RE: DEC multilingual code page, ISO 8859-1, etc.

From: Chris Pratley (chrispr@MICROSOFT.com)
Date: Fri Mar 24 2000 - 19:52:00 EST


Hmm. Do you have numbers on "vast majority"?

Office97 and Office2000 have always labelled windows-1252 as such in HTML,
so any of those 60million users generating HTML will have it correctly
marked - it is hard to believe those docs don’t form the majority of truly
win-1252 pages by now. I am aware of some early web authoring tools (some
made by Microsoft) that would generate NCRs not based on Unicode, but they
were written before it was clearly noted in the HTML spec that those NCRs
need to be Unicode values. I think the original standard was a bit vague
about what those numbers mean, and especially by use of the term "document
charset". Although I think that was supposed to mean iso-8859-1 at the time
in standards parlance, the average person reading that would take it at face
value - the charset of the current document. It is a bit harsh to judge
those early developers based on a standard (use Unicode for NCRs) that was
only broadly communicated after their code was written.
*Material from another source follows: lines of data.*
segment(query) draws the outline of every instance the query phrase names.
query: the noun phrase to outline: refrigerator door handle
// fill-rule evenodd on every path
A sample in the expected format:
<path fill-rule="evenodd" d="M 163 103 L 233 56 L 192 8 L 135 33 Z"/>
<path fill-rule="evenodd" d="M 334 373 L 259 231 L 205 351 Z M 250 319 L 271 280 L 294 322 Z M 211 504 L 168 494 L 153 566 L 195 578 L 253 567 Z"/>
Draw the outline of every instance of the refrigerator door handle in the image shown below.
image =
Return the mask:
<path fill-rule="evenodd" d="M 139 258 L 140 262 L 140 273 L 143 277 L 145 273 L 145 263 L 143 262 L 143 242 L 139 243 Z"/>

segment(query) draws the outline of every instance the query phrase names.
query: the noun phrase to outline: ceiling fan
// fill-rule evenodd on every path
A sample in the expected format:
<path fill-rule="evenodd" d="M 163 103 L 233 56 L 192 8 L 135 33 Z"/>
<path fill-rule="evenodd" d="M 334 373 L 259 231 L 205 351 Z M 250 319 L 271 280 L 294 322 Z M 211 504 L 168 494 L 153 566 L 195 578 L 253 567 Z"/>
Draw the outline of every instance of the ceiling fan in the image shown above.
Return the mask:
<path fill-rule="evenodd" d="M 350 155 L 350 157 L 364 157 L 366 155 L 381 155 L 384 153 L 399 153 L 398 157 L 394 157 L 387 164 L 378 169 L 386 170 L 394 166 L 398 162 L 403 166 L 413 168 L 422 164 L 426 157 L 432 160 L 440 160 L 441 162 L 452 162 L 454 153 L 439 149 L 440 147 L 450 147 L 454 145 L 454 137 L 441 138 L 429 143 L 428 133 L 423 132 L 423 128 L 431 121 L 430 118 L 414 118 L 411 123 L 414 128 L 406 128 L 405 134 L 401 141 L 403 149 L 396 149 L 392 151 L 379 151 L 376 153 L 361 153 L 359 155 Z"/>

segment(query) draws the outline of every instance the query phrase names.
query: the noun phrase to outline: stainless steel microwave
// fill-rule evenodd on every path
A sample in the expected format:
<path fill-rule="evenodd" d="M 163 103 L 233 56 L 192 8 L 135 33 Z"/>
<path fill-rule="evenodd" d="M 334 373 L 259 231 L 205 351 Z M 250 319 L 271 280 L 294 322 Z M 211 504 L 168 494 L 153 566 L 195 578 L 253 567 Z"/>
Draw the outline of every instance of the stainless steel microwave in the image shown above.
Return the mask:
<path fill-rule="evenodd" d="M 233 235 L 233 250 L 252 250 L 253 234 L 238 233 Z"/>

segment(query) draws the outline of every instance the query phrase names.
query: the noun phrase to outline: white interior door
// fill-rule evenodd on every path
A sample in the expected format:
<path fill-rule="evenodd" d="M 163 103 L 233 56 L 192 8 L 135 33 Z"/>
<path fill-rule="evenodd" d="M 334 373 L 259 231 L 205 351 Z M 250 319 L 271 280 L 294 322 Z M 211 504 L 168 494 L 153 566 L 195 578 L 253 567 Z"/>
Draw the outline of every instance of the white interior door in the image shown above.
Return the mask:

Another major source of non-Unicode NCRs are handwritten pages, often
generated by commercial web sites designers or by databases they designed.
I'm not sure how to reach them, other than mailing the web master when you
see such a site and letting them know their error. And I don’t think getting
hardcore and disabling the current browser workaround of treating #128;
through #159; as windows-1252 is the right way either - it is just
frustrating and leads to a "buggy" experience for the end-user. Eventually
those pages will disappear as more people use tools to generate correctly
formed pages, but I'm not holding my breadth for the top Internet sites to
start doing that any time soon.

Chris Pratley
Group Program Manager
Microsoft Word

-----Original Message-----
From: Robert Brady [mailto:robert@susu.org.uk]
Sent: Friday, 24 March 2000 10:16 AM
To: Unicode List
Cc: Unicode List
Subject: RE: DEC multilingual code page, ISO 8859-1, etc.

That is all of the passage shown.